Four tickets to the sombrely named Devil’s Dyke were a shilling apiece, and we made sure we were the last to board the train. Westwards first through Hove, then climbing Northwards on a track about as steep as trains can go without rack-and-pinion equipment, up onto the crest of the South Downs.
Miss Cabot has a lively curiosity; she commented that we were going straight from church to what sounds like the opposite – and asked why the hills are called Downs, when they so obviously go Up? Not a question I could readily answer.
Half an hour’s determined steaming brought us out of the houses and up through green pastures to our destination, the Devil’s Dyke, or ditch. The South Downs run East-West along the coast or a little behind it, rising steadily from the South and dropping very steeply towards the North. The Dyke is a great steep-sided valley like a bite taken out of the ridge, with splendid views out over the fertile plains towards the distant line of the North Downs with London beyond them. It was a cheerfully sunny and breezy day, with our trainload of day-trippers spreading out along the wide open grass of the hilltop with cameras and picnic-baskets while assorted pups, cubs and kittens tried their luck at kite-flying. A peaceful spot indeed.

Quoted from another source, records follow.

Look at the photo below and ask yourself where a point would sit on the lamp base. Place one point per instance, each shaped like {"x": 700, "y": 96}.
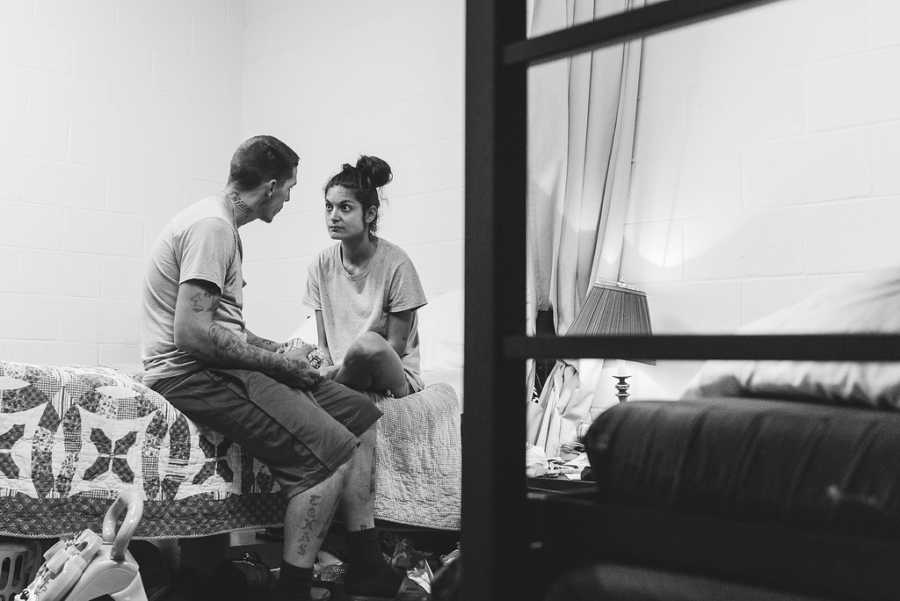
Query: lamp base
{"x": 621, "y": 388}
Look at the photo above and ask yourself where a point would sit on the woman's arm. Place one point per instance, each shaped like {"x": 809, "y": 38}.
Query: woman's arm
{"x": 398, "y": 327}
{"x": 323, "y": 341}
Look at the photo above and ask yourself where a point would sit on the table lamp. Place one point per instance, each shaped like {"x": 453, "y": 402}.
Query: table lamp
{"x": 614, "y": 309}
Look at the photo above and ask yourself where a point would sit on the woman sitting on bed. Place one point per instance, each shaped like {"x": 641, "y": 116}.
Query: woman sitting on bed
{"x": 365, "y": 291}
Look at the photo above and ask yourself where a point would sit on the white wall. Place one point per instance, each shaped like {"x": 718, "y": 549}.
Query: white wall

In another half hour we were indistinguishable from the rest of the crowd; just another picnic party trying to keep their twopenny ice-creams from dripping on their Sunday best outfits. Maria had her binoculars out – but so did many other furs, especially when a French Latecoere flying-boat went right over us at about a thousand feet, heading towards the gravel-pit landing lakes at Heathrow.
As I told Helen, it might be the calm before the storm but we might as well enjoy today – tomorrow is London where we may learn many things that point us towards new adventures. And we hoped we had shaken off our unwanted ‘tail’ should there be one – and the plain-clothed Police awaiting by the Guest House just might spot such folk following us back.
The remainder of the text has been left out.